Crónicas

Renegade, buggy e mehari

As pessoas que iam dar à Avenida do Mar sonhavam libertar-se do desconforto de estar de pé e da espera

Eu das marcas percebia pouco, mas a ignorância sobre os detalhes nunca me impediu de sonhar. Fosse sobre a qualidade do chassis de um carro ou a verdadeira dimensão do interior de um avião, a miúda do Laranjal não via obstáculos quando se metia a imaginar o futuro. E não me foi muito difícil olhar em frente e ver-me com 20 anos, cabelos ao vento e ao volante de um jipe da moda, daqueles descapotáveis.

Além de me tirar 10 quilos e acrescentar uns 10 centímetros à altura, na minha cabeça contava o vistaço que havia de fazer uma mulher num carro daqueles, sobretudo às pessoas que aguentavam o frio, o vento e os dias de calor nas paragens de autocarro na Avenida do Mar. Pessoas como eu que, todos os dias, descia dos Ilhéus para apanhar o 12 e, para distrair, dava-me para pensar. Num carro daqueles até podia continuar gorda, ninguém ia reparar.

E quando passava um buggy ou um jipe o assunto comentava-se na fila, sobretudo entre os empregados das lojas de roupa que, como quase todos, viam o concurso “1,2,3” à quinta-feira à noite para ver se o carro tinha saído ou se tinham sido enrolados e levado para casa uma bota Botilde e um saco de rebuçados.
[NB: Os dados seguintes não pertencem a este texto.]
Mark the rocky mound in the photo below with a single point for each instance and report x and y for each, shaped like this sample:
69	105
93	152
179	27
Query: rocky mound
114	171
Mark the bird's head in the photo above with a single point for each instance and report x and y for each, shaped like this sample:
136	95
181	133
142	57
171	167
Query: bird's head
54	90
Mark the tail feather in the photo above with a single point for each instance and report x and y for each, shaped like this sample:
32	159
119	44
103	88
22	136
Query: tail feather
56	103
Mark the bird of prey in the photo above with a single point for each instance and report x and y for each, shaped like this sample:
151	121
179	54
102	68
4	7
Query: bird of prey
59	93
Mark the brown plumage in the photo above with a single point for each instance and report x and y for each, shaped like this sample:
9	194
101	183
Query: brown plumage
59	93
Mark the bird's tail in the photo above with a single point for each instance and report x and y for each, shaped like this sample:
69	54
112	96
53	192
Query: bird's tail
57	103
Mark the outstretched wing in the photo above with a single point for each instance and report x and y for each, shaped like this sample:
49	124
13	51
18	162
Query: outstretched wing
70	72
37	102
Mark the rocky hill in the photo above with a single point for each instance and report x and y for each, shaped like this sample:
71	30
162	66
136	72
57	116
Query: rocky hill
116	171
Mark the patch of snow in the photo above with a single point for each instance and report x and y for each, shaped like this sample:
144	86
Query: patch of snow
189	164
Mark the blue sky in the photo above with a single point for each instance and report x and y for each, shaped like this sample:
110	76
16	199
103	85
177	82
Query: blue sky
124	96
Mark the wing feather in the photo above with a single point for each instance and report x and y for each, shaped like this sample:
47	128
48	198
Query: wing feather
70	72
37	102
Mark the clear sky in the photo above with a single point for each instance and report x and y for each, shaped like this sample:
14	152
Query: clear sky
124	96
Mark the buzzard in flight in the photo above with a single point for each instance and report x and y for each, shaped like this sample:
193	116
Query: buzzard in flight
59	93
O carro do concurso nem era dos de fazer vista, era quase sempre um Renault 5 beige e sem muita graça.

Pelo menos parecia-me, mas eu tinha 14 anos e achava que a vida devia ser mais ou menos como nos filmes, devia ter estilo, um quê de distinto que a tornasse numa aventura romântica. Os lojistas, cansados daquelas esperas nas paragens e fartos de autocarros velhos, queriam conforto, que a viagem fosse rápida e sem incidentes. Às vezes era preciso ir de pé, sentar-se no banco onde a janela não fechava e dividir o espaço com os miúdos da escola, barulhentos e parvos.
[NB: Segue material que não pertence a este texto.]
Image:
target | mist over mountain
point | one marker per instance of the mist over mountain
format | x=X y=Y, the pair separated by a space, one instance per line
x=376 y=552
E para isso, para ir a casa almoçar, servia bem o Renault 5 que ganhava de goleada à rotina de correr para apanhar o horário da uma e meia. É claro que havia um certo convívio na fila da paragem. Falava-se do episódio da telenovela e do filme que ia dar a seguir, passava-se pelas notícias e não se esquecia a bola. E todos se queixavam das demoras, da qualidade das camionetas. De uma certa maneira, as pessoas que iam dar à Avenida do Mar sonhavam libertar-se daquele espartilho, do desconforto de estar de pé e da espera.

Eu queria fazer em estilo, ao jeito da época em que as mulheres bonitas e independentes tinham um pouco de Michèle Mouton. E mesmo sem entender de ralis ou de carros, da potência dos motores ou de marcas, tinha a percepção de que o espírito da época também se definia pelos automóveis . E gostava de jipes, mas outros queriam ter um DeLorean com as portas a abrir como se fossem asas ou um Ford Escort XR3, a maioria dava-se por feliz com um carro barato e eficiente que desse para ir para o trabalho e para passear aos domingos.